Casket Cinema returns with a fury on Thursday December 1st, at 8 pm with an extra special Cuban screening of "Will The Real Terrorist Please Stand up? ". This documentary explores and enlightens us on Cuban & U.S. politics in the aftermath of the imprisonment of the Cuban 5. This event is co-sponsored by Minnesota Cuba Committee and my studiomate David Schnack. David will have hanging in the Casket Cinema gallery walls his photography from Cuba and the cartoons of one of the Cuban 5 featured in the film, Gerardo Hernandez. Hernandez cartoons, "Humor from my Pen", is a biting commentary on politics and his own imprisonment. Don't miss this night as it is the closing party of this international art exhibit. For more this exhibit go to "Humor from my Pen" on Facebook.
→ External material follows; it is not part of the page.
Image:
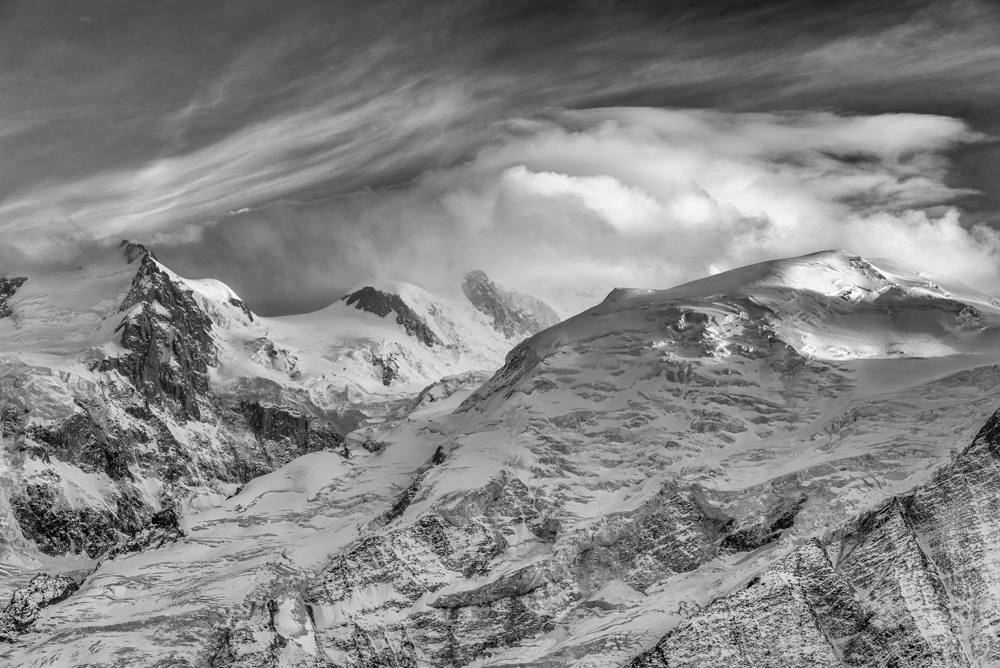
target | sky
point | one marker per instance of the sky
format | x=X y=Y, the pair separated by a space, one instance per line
x=296 y=149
We expect to have a great Q&A after the film with members of the MN Cuba Committee as special guests. Profits from your $5 donation will go to the MN Cuba Committee. The documentary, "Will The Real Terrorist Please Stand up? " was released last year, has has been playing festivals in the U.S. and Canada. Its' director, Saul Landau is a veteran of over 40 films and TV projects and has won an Emmy on his work for "Paul Jobs and the Nuclear Gang" His feature before WTRTPSU" was "The sixth Sun: The Mayan Uprising in the Chaipas"
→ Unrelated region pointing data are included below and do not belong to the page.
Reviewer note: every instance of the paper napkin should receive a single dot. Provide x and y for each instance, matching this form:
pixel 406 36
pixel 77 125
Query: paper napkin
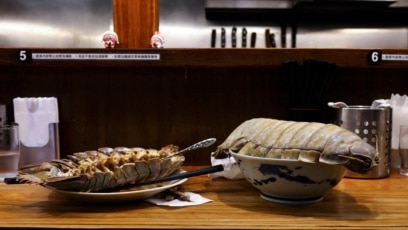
pixel 195 199
pixel 33 116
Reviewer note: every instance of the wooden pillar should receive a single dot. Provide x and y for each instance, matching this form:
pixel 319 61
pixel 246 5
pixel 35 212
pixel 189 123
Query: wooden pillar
pixel 135 21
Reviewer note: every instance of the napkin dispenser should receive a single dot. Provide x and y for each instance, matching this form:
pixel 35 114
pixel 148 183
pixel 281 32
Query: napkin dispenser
pixel 39 129
pixel 48 152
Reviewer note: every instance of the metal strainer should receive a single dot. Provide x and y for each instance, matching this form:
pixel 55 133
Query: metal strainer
pixel 373 125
We hope you all can make it.
“Will the real terrorist please stand up” chronicles half a century of hostile US-Cuba relations by telling the story of the “the Cuban five”, intelligence agents sent to penetrate Cuban exile terrorist groups in Miami and now serving long prison sentences. The film highlights decades of assassinations and sabotage at first backed then ignored by the very government that launched a “war against terrorism.” In the film, viewers see leading terrorists, now in their 80s, recounting their deeds, and Cuban state security officials explaining why they infiltrated agents into violent Miami exile groups.
The film, featuring Danny Glover and 84 year old Fidel Castro in key scenes, raises and tries to answer the question: what did Cuba do to deserve such hostile treatment? It traces key events from the Bay of Pigs and Cuban Missile Crisis, through multiple assassination attempts on Fidel Castro’s life. This documentary reveals a story of violence that also echoed on the streets of Washington DC, New York and especially Miami where Cuban American critics of the bombers and shooters also wound up dead.